NCAC Women's Triple Jump Champion: Malaika Djungu-Sungu

February 26, 2022

Tim Martin ’22

On day two of championship weekend, senior triple jumper Malaika Djungu-Sungu put the nation on notice with a school-record triple jump of 11.70 meters. I had the chance to sit down with Djungu-Sungu after this incredible performance and talk about the emotions she was feeling, as well as the affirmations that led her to this success. I hope you enjoy!

TM: What emotions are you feeling after breaking the school record?

Malaika Djungu-Sungu
Malaika Djungu-Sungu '22

MDS: Firstly, I feel proud of myself for being able to compete and succeed in such a high-stress kind of setting and happy to be a part of NCAC history.

TM: Can you tell us about the work that went into this meet that allowed you to have such success?

MDS: A lot of work, both physical and mental work. I know we like to think that every competitor is good at being a good sport, but sometimes you have to handle situations and the environment you’re working in is not that positive, so as we train to create our best bodies we have to prepare to succeed in the face of negativity.

TM: How do you prepare to succeed in the face of negativity?

MDS: I give myself affirmations every day and surround myself with people who only want the best for me so that I can maintain and stay in a good mental headspace.

TM: Can you speak on what affirmations you give yourself and when you began to develop this practice?

MDS: Oh yeah, one of my favorites is, “I am that woman, I look good” because for me if I think I look good I can also feel good.

TM: Given that you just broke the school and meet record, what would you say to the athletes who hope to reach your level of success in the future?
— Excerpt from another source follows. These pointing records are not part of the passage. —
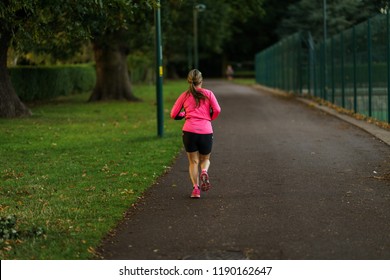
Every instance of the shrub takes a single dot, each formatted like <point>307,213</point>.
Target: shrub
<point>46,82</point>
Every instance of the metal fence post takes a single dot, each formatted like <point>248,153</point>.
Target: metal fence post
<point>342,71</point>
<point>388,64</point>
<point>369,68</point>
<point>354,70</point>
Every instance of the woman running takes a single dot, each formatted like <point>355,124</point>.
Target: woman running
<point>199,107</point>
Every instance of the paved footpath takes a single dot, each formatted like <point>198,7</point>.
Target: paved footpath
<point>289,182</point>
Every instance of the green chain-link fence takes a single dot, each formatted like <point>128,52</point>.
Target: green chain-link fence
<point>351,69</point>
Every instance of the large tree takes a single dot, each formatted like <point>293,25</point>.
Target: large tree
<point>13,15</point>
<point>60,27</point>
<point>114,26</point>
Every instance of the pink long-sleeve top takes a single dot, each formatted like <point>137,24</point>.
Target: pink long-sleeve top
<point>197,119</point>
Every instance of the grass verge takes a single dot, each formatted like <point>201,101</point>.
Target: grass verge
<point>68,173</point>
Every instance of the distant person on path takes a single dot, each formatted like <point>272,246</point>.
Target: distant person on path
<point>199,107</point>
<point>229,72</point>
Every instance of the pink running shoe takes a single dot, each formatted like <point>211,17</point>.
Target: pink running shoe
<point>205,182</point>
<point>195,193</point>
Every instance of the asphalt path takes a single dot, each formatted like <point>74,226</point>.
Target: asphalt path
<point>289,182</point>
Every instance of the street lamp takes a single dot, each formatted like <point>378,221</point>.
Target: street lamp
<point>159,72</point>
<point>197,8</point>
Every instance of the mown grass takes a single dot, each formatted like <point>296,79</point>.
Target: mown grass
<point>70,171</point>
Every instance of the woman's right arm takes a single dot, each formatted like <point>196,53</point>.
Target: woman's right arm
<point>175,111</point>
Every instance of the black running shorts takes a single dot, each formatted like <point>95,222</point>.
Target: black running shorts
<point>194,142</point>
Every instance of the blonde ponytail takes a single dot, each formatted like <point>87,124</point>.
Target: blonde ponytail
<point>194,79</point>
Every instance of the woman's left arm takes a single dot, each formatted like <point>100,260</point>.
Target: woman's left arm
<point>214,106</point>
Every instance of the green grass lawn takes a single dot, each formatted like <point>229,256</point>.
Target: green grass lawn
<point>69,172</point>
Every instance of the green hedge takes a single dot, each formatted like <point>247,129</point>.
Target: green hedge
<point>46,82</point>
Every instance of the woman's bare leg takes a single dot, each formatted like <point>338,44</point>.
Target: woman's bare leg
<point>193,159</point>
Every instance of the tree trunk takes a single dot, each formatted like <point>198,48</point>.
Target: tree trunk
<point>10,104</point>
<point>112,78</point>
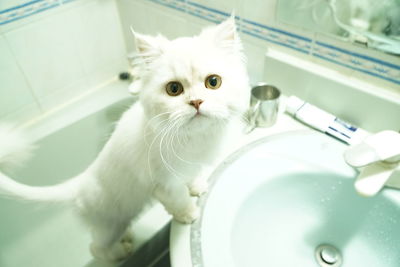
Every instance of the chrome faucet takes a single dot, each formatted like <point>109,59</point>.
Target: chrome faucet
<point>378,157</point>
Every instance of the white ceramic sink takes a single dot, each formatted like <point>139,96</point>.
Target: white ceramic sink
<point>275,201</point>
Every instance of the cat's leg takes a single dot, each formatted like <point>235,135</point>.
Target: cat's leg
<point>177,201</point>
<point>111,242</point>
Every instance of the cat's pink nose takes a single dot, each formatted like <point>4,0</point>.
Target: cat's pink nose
<point>196,103</point>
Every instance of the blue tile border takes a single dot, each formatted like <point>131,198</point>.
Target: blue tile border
<point>342,57</point>
<point>359,62</point>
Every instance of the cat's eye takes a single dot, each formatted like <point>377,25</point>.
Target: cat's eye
<point>174,88</point>
<point>213,81</point>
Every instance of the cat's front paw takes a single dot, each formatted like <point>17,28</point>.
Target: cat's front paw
<point>188,216</point>
<point>198,187</point>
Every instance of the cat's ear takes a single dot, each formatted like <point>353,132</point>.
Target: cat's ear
<point>149,47</point>
<point>224,35</point>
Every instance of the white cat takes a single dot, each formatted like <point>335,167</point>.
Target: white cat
<point>193,92</point>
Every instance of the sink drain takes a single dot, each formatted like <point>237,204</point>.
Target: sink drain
<point>328,256</point>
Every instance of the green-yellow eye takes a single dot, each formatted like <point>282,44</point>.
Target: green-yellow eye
<point>213,81</point>
<point>174,88</point>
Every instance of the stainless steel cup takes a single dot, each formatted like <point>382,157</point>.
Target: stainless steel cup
<point>264,105</point>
MDS: It’s good to have role models, but don’t spend too much time comparing yourself to someone else. As long as you see your success and as long as you see yourself as second to someone else, you’ll never appreciate yourself. When you reach the best, you will block yourself from being the best you can be, because you don’t appreciate the accomplishments you make along the way if it’s always in comparison to someone else’s.